Although the 16-year-old Arlington native doubts he’ll be heading to Massachusetts anytime soon, he was still proud to clock in at three hours, 58 minutes and seven seconds in the 26-mile marathon on May 1, especially since the longest he’d ever run before then was 10 miles at a time. Anything under four hours qualifies a runner for the Boston Marathon.
“I’ve been distance running since the seventh grade,” Decker said. “Cross country pushed me to do more than three miles at a time, and this year, I went from six to 10 miles just to see if I could do it.”
Encouraged by one of his teachers to try something he’d never attempted before, Decker decided to train for the Tacoma City Marathon, since he already liked running.

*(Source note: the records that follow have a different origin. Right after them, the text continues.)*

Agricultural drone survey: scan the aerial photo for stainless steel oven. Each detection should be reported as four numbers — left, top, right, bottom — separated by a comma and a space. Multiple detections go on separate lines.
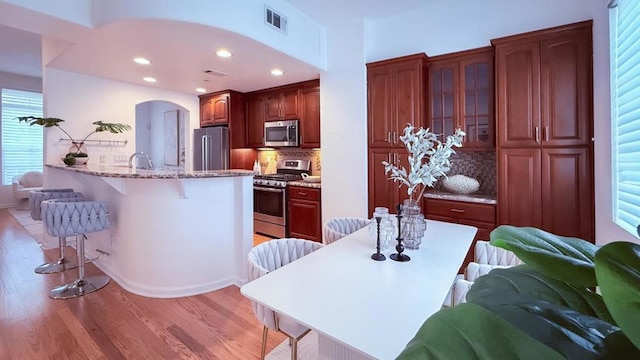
253, 159, 310, 238
254, 185, 287, 238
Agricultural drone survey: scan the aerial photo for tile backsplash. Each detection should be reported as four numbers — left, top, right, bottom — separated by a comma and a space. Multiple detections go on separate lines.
433, 150, 497, 196
257, 148, 321, 175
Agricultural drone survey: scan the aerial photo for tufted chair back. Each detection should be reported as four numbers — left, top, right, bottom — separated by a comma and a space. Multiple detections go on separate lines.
248, 238, 323, 333
41, 200, 111, 237
29, 189, 79, 221
474, 240, 522, 266
323, 217, 370, 245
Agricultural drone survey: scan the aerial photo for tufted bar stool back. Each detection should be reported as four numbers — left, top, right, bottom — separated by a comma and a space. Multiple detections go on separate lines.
248, 238, 324, 360
29, 188, 76, 221
29, 189, 83, 274
41, 199, 111, 299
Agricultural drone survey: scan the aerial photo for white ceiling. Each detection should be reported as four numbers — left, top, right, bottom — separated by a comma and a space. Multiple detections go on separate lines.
0, 0, 432, 95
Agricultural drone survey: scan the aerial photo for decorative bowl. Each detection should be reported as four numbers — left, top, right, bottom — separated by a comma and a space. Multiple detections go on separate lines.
443, 174, 480, 195
74, 156, 89, 165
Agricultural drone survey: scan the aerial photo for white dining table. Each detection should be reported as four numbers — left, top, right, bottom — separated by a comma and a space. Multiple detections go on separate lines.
241, 219, 477, 360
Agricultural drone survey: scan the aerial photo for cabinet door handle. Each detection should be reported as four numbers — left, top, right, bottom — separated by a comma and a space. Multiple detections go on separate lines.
450, 209, 465, 213
535, 126, 540, 143
387, 132, 391, 143
388, 153, 392, 163
298, 192, 307, 196
393, 131, 398, 144
544, 126, 549, 142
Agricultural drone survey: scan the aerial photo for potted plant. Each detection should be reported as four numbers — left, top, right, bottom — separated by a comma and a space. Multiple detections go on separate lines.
382, 124, 465, 249
396, 225, 640, 359
17, 116, 131, 165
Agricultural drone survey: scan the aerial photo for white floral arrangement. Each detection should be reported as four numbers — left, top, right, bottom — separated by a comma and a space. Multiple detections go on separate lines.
382, 124, 466, 202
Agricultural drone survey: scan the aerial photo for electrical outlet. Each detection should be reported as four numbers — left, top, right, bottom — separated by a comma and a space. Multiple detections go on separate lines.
100, 154, 107, 164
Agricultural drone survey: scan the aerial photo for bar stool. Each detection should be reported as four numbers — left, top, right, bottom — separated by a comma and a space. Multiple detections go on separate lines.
41, 199, 111, 299
29, 189, 84, 274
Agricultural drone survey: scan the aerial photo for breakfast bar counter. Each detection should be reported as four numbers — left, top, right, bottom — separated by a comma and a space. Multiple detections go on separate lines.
44, 164, 255, 298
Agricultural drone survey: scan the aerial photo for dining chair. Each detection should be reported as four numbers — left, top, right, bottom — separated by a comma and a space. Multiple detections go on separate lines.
247, 238, 324, 360
474, 240, 522, 266
323, 217, 370, 245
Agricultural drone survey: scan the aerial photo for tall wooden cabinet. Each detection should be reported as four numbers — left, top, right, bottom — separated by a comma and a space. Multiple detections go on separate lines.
367, 54, 428, 215
493, 21, 594, 242
427, 47, 494, 148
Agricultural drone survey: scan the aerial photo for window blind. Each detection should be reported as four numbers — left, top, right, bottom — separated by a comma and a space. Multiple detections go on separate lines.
611, 0, 640, 236
1, 89, 43, 185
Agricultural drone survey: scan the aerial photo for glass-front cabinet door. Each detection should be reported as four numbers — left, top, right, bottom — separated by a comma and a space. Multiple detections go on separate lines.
427, 47, 494, 149
461, 54, 493, 148
429, 65, 456, 143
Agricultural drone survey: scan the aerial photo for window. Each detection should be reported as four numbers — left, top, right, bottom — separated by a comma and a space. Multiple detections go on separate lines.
1, 89, 43, 185
611, 0, 640, 237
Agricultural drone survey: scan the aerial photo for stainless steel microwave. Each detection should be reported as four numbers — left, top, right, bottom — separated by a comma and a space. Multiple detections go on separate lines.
264, 120, 300, 147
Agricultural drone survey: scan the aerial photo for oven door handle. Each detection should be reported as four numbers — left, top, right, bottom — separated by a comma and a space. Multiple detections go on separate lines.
254, 186, 285, 193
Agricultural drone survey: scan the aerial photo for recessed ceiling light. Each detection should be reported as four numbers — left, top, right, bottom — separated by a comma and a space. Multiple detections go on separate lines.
196, 88, 207, 93
216, 49, 232, 58
271, 69, 284, 76
143, 77, 157, 83
133, 57, 151, 65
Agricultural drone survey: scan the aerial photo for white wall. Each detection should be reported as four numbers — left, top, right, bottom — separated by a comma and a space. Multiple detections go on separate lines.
0, 70, 42, 208
43, 68, 199, 174
135, 101, 188, 169
320, 17, 369, 223
319, 0, 639, 244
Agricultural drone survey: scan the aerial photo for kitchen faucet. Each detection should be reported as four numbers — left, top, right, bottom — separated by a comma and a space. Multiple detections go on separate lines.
128, 152, 154, 169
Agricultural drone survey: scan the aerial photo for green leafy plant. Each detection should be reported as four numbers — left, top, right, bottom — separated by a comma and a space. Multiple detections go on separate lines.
397, 225, 640, 359
17, 116, 131, 154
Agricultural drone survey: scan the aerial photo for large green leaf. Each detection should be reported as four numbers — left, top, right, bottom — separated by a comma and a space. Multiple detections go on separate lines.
468, 265, 614, 323
490, 225, 598, 286
595, 241, 640, 350
396, 303, 564, 360
468, 291, 638, 358
16, 116, 65, 127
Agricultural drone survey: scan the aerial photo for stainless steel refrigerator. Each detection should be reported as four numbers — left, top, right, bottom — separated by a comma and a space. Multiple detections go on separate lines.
193, 126, 229, 170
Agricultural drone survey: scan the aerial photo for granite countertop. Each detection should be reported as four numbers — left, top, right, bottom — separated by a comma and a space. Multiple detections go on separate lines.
46, 164, 256, 179
424, 190, 496, 205
289, 180, 321, 189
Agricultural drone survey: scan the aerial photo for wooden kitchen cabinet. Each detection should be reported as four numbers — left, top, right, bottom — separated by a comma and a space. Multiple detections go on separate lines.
246, 93, 266, 148
493, 21, 594, 243
300, 84, 320, 148
424, 198, 497, 272
367, 148, 412, 215
288, 186, 322, 242
428, 47, 494, 149
266, 88, 300, 121
199, 90, 246, 149
367, 53, 427, 214
498, 147, 594, 241
494, 23, 592, 148
367, 53, 427, 148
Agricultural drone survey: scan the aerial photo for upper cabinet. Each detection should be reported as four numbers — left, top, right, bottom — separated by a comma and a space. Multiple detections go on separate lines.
494, 23, 592, 148
427, 47, 494, 149
246, 93, 266, 148
367, 53, 428, 149
300, 84, 321, 148
199, 90, 246, 149
266, 88, 300, 121
246, 79, 320, 149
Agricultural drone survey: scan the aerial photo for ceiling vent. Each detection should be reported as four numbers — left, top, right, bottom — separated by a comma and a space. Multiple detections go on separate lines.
265, 5, 288, 34
203, 69, 226, 77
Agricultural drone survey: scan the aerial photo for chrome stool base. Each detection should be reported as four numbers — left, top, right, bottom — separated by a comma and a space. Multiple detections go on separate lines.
49, 275, 110, 300
35, 257, 78, 274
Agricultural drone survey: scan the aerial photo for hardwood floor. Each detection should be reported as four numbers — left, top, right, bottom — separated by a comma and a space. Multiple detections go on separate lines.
0, 208, 285, 359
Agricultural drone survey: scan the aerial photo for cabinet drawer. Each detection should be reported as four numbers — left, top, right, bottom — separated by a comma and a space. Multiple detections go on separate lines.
425, 198, 496, 223
289, 187, 320, 201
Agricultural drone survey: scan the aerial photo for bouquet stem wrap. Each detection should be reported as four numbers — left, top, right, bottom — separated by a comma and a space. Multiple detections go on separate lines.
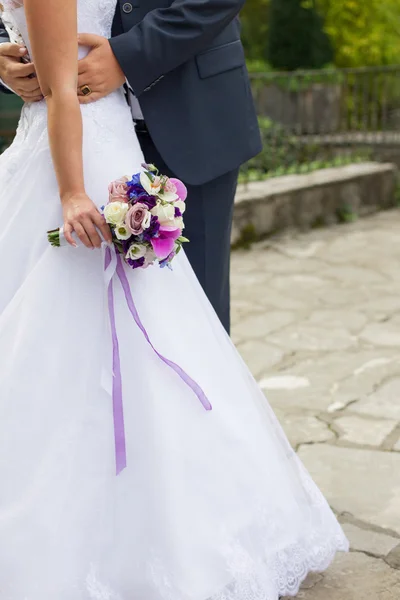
102, 243, 212, 475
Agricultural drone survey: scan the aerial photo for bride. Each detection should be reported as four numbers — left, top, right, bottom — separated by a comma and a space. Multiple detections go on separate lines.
0, 0, 348, 598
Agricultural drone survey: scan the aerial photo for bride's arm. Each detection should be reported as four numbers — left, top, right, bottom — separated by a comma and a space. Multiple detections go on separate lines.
24, 0, 111, 248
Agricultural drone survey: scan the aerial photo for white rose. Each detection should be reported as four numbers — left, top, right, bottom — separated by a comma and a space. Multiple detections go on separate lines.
174, 200, 186, 215
115, 223, 132, 240
140, 171, 161, 196
126, 243, 147, 261
172, 216, 184, 230
104, 201, 129, 226
151, 203, 175, 225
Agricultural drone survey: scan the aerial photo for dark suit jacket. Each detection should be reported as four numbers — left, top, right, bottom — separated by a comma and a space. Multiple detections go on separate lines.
1, 0, 262, 185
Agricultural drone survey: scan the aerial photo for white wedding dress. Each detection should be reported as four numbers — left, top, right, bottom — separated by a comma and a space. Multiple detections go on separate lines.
0, 1, 348, 598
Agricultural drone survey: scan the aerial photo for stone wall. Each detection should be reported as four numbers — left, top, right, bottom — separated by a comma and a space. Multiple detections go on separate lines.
255, 83, 341, 134
232, 162, 398, 245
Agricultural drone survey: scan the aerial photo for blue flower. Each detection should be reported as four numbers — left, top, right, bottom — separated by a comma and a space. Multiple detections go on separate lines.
127, 173, 141, 188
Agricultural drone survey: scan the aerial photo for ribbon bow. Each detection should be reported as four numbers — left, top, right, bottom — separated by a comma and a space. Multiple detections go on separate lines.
101, 243, 212, 475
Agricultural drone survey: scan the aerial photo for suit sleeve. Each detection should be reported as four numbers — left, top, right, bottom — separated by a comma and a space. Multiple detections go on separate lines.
109, 0, 245, 97
0, 19, 13, 94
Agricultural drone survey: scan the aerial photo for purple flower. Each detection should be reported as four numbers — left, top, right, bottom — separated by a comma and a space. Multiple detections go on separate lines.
128, 189, 157, 210
143, 215, 160, 241
136, 193, 157, 210
126, 256, 146, 269
126, 172, 158, 209
174, 207, 182, 218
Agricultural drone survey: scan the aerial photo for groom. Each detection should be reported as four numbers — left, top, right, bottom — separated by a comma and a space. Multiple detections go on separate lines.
0, 0, 261, 333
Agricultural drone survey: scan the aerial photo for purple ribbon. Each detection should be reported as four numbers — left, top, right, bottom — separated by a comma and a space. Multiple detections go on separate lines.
104, 245, 212, 475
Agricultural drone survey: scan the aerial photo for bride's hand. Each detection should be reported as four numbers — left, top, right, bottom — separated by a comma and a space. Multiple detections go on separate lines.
62, 192, 113, 249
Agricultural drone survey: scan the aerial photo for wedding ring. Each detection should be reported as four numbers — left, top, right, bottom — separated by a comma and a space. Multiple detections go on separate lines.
80, 85, 92, 96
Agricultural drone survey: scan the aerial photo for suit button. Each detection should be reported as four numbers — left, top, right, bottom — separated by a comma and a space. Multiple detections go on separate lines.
122, 2, 133, 12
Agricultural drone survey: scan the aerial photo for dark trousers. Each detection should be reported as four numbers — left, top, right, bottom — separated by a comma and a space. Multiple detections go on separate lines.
137, 128, 238, 334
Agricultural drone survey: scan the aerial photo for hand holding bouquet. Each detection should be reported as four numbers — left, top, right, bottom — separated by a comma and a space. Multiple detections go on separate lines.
47, 165, 208, 476
48, 164, 189, 270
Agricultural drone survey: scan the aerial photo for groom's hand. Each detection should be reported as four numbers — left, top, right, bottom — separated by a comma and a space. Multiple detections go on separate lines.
77, 33, 125, 104
0, 43, 42, 102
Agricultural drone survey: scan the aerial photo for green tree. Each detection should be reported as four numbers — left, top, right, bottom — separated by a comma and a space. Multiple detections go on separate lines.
317, 0, 400, 67
267, 0, 333, 70
241, 0, 270, 63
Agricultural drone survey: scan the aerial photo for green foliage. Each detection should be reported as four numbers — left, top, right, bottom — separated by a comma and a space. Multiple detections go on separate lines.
395, 184, 400, 207
231, 224, 258, 250
241, 0, 270, 61
242, 0, 400, 70
246, 59, 272, 74
267, 0, 333, 70
336, 204, 358, 223
239, 118, 372, 182
316, 0, 400, 67
241, 117, 303, 176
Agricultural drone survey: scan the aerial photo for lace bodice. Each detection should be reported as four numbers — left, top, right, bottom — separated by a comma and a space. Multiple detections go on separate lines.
0, 0, 118, 57
0, 0, 137, 180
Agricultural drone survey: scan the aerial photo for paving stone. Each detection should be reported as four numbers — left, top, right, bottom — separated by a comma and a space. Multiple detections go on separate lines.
298, 445, 400, 535
282, 552, 400, 599
335, 415, 398, 446
248, 286, 308, 310
322, 264, 387, 285
360, 322, 400, 348
386, 543, 400, 569
360, 296, 400, 318
270, 273, 331, 294
351, 378, 400, 420
328, 355, 400, 412
231, 311, 295, 342
230, 211, 400, 600
261, 350, 398, 412
267, 323, 356, 352
307, 309, 367, 334
273, 409, 335, 448
316, 284, 373, 307
313, 229, 387, 264
236, 340, 284, 377
341, 522, 400, 557
259, 375, 310, 391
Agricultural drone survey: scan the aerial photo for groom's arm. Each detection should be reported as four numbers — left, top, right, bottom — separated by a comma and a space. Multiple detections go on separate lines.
109, 0, 245, 97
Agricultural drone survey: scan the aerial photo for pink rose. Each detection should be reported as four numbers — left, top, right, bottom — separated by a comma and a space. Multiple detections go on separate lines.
126, 203, 149, 236
108, 176, 129, 203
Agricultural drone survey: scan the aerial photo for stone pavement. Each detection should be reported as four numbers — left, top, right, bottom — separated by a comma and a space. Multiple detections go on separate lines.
231, 209, 400, 600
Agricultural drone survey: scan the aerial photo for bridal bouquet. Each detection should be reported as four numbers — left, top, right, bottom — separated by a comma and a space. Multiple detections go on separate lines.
48, 164, 188, 270
48, 165, 208, 476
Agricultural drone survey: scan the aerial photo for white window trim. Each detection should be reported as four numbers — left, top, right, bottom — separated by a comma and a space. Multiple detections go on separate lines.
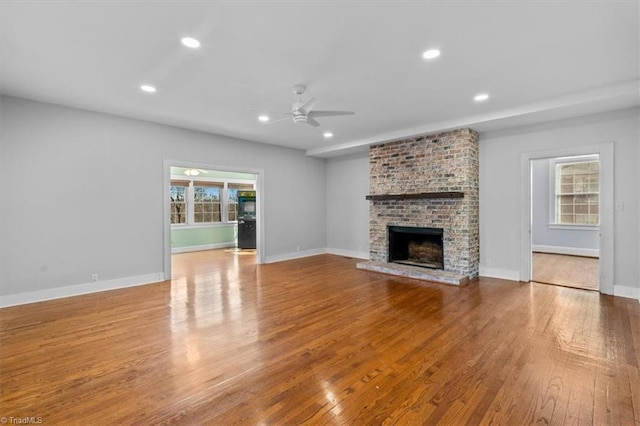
221, 187, 229, 224
169, 184, 189, 226
547, 154, 600, 230
548, 224, 599, 231
170, 175, 255, 228
187, 181, 195, 224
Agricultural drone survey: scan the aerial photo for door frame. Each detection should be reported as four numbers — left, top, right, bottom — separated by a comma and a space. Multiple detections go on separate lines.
162, 159, 265, 280
519, 142, 614, 294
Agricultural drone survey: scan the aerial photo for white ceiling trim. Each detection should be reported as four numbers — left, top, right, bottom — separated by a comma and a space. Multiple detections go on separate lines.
307, 80, 640, 158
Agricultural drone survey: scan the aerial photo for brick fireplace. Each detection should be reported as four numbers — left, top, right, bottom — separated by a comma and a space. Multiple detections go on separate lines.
357, 128, 479, 285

“I kept pace for a three hour, 50 minute finish until mile 22,” Decker said. “I was really motivated to finish, because it was a really big deal to me, but I didn’t really think about it as I was doing it.”
Decker credits his success to pacing himself and maintaining a consistent running schedule, with no days off.
“I was running at least six miles a day,” Decker said. “You just put your mind in a different place. Rather than focusing on the run, I thought about what was going on at school, or different things that had happened during the day.”
Although the day of the marathon proved to be hot, especially for the Pacific Northwest, and Decker walked away with a little bit of pain, he still considered the weather mostly favorable, and was happy to have achieved his goal of finishing the course.
“He picked up the pace and started sprinting hard near the end,” said Decker’s aunt, Heather Herrera, who watched her nephew take home the first-place ribbon for the ages 15-19 category, and come in 111th out of 342 runners overall. “We were all really cheering him on. The average finishing time was four and a half hours. His coach once told him that he must have been born with wings on his feet.”